Comment by mustyoshi
5 hours ago
The drop in memory stocks seems counterintuitive to me.
The demand for memory isn't going to go down, we'll just be able to do more with the same amount of memory.
5 hours ago
The drop in memory stocks seems counterintuitive to me.
The demand for memory isn't going to go down, we'll just be able to do more with the same amount of memory.

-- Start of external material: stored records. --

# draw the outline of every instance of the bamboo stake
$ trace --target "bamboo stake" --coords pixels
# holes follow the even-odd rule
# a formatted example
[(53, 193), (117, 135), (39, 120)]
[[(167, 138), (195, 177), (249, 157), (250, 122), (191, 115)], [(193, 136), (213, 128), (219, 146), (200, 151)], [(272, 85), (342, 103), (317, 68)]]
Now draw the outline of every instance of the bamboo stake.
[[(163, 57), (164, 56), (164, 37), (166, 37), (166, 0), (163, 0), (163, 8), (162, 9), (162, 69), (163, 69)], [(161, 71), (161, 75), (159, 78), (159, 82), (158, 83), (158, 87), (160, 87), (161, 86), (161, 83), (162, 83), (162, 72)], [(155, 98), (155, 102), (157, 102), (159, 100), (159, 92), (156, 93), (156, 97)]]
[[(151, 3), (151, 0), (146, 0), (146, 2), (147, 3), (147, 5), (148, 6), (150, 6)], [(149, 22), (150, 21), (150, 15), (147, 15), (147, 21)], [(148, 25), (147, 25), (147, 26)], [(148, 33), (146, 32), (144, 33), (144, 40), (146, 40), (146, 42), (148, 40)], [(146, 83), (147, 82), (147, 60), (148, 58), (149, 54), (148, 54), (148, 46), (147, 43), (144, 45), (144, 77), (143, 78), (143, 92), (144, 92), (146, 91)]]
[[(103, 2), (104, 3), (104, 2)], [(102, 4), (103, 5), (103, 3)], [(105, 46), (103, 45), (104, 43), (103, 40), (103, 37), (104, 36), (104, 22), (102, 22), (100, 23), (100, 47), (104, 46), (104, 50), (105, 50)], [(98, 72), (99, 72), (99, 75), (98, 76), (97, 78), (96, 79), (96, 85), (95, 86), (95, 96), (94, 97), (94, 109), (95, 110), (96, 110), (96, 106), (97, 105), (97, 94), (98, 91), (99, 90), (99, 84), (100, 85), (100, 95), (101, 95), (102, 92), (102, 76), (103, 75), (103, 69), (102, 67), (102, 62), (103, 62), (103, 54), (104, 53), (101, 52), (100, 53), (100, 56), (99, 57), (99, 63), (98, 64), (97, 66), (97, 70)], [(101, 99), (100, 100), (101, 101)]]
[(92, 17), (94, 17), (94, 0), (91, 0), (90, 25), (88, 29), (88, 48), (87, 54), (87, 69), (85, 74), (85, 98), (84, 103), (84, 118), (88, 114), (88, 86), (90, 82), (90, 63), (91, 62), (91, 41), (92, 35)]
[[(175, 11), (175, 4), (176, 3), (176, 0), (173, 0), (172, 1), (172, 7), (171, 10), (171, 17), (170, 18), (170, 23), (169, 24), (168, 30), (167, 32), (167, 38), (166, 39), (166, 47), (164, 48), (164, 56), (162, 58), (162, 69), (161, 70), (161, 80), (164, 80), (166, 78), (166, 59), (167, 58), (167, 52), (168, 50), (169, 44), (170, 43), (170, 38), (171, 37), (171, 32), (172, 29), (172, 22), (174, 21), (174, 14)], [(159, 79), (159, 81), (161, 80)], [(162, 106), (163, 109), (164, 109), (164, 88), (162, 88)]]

It especially doesn't make sense considering that TurboQuant has been public on arXiv for almost a year: https://arxiv.org/abs/2504.19874 So it predates the late-2025 RAM price surge! https://pcpartpicker.com/trends/price/memory/
I think that either investors were extremely skittish that the stocks might crash and jumped at the first sign of trouble (creating a self-fulfilling prophecy) or they were trading on non-public information and analysts who don't have access to said information are reading too much into the temporal coincidence of the Google Research blog highlighting this paper.
The stock drop isn't about demand volume, it's about pricing power. HBM vendors have been charging huge premiums because AI buyers had no alternative to buying more memory. A 6x compression result means per-GB willingness to pay drops even if total shipments hold. Flat volume at lower margins is a worse business than growing volume at premium margins.
It could also reduce the total cost of AI to the point it becomes feasible for more tasks, increasing the demand, in case Jevon's kicks in.